In 2009, the Buffalo Line was used to film scenes in the 2010 film Unstoppable. Filming took place over three months during the daylight hours while the railroad ran its regular services at night. "It stretched our assets to the limit," said Carl Belke, the railroad's chief operating officer. "We had all hands on deck."

In 2019, the WNY&P purchased eight GE AC6000CW locomotives from Progress Rail Leasing. These locomotives were originally built in the 1990s for CSX and allowed it to sideline aging Alco/MLW six-axled locomotives it had used mainly on trains to Emporium/Driftwood and to Salamanca.

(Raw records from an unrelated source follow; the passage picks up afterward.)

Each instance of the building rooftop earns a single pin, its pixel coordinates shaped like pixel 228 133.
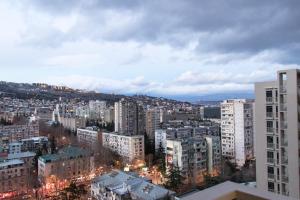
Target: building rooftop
pixel 7 163
pixel 229 190
pixel 121 183
pixel 21 155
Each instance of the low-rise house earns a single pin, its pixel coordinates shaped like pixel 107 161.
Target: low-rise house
pixel 119 185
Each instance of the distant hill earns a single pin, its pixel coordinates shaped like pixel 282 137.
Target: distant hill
pixel 214 97
pixel 52 92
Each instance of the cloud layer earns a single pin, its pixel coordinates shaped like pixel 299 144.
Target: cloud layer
pixel 158 47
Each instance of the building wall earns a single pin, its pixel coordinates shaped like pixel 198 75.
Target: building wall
pixel 277 138
pixel 129 147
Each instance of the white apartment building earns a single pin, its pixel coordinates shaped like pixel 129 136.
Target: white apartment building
pixel 129 147
pixel 89 135
pixel 195 156
pixel 160 138
pixel 97 109
pixel 15 147
pixel 129 117
pixel 277 123
pixel 13 177
pixel 152 122
pixel 237 130
pixel 69 163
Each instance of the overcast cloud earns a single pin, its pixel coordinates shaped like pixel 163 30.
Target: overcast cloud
pixel 174 47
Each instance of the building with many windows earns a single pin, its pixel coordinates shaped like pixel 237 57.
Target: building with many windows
pixel 129 117
pixel 130 147
pixel 89 135
pixel 13 177
pixel 237 130
pixel 277 128
pixel 69 163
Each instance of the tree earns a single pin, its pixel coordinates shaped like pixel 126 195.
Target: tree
pixel 161 159
pixel 73 191
pixel 174 178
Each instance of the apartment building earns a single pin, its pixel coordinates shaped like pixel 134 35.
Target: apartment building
pixel 109 114
pixel 97 109
pixel 120 185
pixel 130 147
pixel 277 138
pixel 237 130
pixel 129 117
pixel 152 122
pixel 160 138
pixel 195 156
pixel 14 133
pixel 13 177
pixel 69 163
pixel 72 123
pixel 89 135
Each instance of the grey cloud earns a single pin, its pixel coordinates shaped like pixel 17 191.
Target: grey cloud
pixel 231 26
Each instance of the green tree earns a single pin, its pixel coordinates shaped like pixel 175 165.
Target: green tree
pixel 174 178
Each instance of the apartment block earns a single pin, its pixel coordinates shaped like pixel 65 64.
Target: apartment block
pixel 195 156
pixel 237 130
pixel 13 177
pixel 152 122
pixel 69 163
pixel 129 117
pixel 277 123
pixel 89 135
pixel 130 147
pixel 13 133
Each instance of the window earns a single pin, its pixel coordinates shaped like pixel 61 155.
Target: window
pixel 271 186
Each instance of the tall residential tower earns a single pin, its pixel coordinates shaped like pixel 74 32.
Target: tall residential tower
pixel 237 130
pixel 277 122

The six engines among the eight that were serviceable now comprise its heavy-haul fleet while smaller Alco-design engines handle lighter duties.

On March 9, 2024, the railroad announced it would be discontinuing service on the former Erie Railroad line between Saegertown, PA and Jamestown, NY, due to low traffic volumes. That same year, 4 of the ex-CSX AC6000CWs were returned to GECX.